With the addition of the one classroom, Watford City will have 29 classrooms available for kindergarten through fifth grade in the elementary school for the start of school next fall. With increased enrollment, the district is planning on having five sections of class for kindergarten through fourth grade and four sections of students in the fifth grade.
“I like the concept of keeping this additional classroom adaptable,” stated Brad Foss, elementary school principal. “We can use it as a kindergarten or special needs classroom or whatever we need it as.”
And flexibility, according to Foss, is the key going forward at the elementary school,
“Right now, we don’t have that flexibility,” stated Foss. “Every single space in the elementary school has been taken.”
The funding for the additional classroom, according to Holen, will come from the building project’s contingency fund.
“I don’t like using that much of our contingency fund,” stated Bruins. “But we’ve got to do it. And if we wait to put the water in later, it is going to cost us five to 10 times more.”
While the school board may have struggled with the decision to spend $143,062 on an additional classroom, it wasn’t prepared to deal with the cost to do something about the parking lot at the elementary school.
During Wednesday night’s meeting, Holen presented the board with three options for new parking lots at the elementary school.
According to Holen, while the district has not budgeted any money for parking lots at the school, the board is going to need to decide what they want.
“This (the parking lot) isn’t the highest priority of the elementary school construction project,” stated Holen. “But it’s up to the board to decide if it is a priority.”
According to Holen, the district is looking at three different parking lot options which range in price from $451,000 for a gravel lot to in excess of $1.1 million for a paved lot.
“It’s hard to look at a $1 million parking lot right now,” stated Holen. “Maybe we could look at a $400,000 parking lot.”
With the school district not having any money for a parking lot, Holen told the board that the district may have to look at a cooperative agreement to have the city and the county do some of the dirt work.
During Monday night’s meeting, the board also began work on the district’s calendar for the 2013-14 school, which could start later than normal to ensure that the elementary school is finished.
“At the present time, we are hoping that the school will be finished on Aug. 12, which would give us a couple of weeks to get the classrooms ready,” stated Holen. “If that works, we are looking at the first day of classes on Aug. 26 with the last day of school being May 23.”
But in order to accommodate a later starting date and still have school end before the Memorial Day weekend, Holen says that the board is going to have to tweak some of days that the district has allowed for holidays.
“It’s an uncomfortable calendar at this time,” states Holen. “It is a work in progress that the board will be approving at a later meeting.”

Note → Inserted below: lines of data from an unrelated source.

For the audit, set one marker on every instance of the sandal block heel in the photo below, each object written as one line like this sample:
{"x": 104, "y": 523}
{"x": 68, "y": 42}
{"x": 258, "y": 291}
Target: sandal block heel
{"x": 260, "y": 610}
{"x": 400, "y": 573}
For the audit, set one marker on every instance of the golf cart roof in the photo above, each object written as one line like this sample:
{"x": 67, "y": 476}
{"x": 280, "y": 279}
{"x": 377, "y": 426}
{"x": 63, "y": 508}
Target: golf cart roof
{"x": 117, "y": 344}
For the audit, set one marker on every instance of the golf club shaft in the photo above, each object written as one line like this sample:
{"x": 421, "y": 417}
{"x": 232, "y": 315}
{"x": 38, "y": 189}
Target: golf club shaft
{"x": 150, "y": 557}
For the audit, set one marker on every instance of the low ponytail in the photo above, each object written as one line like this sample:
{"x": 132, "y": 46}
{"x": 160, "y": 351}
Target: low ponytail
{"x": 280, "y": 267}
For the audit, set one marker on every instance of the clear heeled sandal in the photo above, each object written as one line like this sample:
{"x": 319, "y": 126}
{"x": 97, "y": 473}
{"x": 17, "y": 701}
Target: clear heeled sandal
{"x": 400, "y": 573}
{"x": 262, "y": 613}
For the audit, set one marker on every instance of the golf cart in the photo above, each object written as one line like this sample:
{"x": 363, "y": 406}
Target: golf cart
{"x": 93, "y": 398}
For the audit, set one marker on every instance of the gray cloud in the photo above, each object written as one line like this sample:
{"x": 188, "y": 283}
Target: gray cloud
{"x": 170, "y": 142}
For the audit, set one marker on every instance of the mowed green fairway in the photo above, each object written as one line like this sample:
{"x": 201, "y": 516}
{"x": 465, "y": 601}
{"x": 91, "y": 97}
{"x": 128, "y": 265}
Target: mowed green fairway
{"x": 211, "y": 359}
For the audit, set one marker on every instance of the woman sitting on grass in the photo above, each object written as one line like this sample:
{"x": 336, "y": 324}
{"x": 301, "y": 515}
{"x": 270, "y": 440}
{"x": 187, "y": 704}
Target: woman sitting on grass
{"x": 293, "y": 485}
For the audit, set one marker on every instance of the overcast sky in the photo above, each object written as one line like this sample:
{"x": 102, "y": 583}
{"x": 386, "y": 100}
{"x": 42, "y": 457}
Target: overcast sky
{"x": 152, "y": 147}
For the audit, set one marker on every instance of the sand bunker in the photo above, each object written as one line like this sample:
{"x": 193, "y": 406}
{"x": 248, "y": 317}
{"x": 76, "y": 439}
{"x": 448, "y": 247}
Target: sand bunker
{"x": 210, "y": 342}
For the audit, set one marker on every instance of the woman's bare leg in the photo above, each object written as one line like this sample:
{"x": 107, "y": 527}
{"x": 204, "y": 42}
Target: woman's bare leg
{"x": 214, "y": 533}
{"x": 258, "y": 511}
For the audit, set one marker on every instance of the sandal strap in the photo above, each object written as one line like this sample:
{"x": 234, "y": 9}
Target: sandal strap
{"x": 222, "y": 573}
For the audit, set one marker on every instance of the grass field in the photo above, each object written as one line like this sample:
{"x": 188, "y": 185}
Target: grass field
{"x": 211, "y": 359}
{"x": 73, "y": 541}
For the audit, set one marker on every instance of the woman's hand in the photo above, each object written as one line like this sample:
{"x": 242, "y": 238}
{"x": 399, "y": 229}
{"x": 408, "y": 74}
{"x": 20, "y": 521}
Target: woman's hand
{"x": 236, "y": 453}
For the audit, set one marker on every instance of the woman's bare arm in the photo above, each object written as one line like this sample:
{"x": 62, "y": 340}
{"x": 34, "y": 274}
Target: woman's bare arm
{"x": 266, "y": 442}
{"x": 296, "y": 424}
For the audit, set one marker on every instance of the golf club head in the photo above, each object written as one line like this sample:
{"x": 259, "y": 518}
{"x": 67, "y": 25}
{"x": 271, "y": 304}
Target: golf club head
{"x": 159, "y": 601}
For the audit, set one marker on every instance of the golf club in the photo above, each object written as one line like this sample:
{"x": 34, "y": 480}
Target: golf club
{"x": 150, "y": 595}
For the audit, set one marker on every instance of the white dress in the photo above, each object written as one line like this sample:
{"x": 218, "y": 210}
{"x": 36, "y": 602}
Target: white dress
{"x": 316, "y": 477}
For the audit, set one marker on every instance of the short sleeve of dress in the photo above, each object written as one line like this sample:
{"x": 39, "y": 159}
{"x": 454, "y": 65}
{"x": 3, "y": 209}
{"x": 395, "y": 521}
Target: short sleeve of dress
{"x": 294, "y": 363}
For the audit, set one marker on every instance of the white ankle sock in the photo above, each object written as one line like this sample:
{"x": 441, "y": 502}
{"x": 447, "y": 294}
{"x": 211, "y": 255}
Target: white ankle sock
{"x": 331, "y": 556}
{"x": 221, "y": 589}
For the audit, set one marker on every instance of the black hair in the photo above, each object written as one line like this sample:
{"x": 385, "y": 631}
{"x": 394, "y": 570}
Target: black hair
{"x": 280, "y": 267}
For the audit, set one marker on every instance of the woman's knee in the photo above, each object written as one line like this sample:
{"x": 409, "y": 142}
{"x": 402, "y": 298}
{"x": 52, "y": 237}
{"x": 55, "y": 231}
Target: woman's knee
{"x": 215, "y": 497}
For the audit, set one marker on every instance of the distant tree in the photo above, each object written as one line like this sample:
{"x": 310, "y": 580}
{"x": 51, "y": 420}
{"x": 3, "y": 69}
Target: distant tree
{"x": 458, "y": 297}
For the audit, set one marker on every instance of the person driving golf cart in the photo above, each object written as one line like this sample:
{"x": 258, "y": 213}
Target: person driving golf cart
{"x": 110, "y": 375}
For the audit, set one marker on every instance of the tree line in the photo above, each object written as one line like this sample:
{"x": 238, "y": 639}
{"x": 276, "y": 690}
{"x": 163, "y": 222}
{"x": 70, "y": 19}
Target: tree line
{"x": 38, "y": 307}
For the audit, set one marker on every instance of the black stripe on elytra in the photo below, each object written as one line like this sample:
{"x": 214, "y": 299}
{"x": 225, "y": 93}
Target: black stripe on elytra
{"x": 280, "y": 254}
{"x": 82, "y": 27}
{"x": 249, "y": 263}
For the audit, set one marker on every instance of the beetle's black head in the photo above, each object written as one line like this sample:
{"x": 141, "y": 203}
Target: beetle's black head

In other business, the school board approved the hiring of three new teachers at the elementary school so as to allow for four sections of classes for grades three, four and five. In addition, the board approved hiring a full-time music/physical education teacher who would split their time between the elementary school and the high school, as well as approved hiring a halftime English Language Learner position in the district.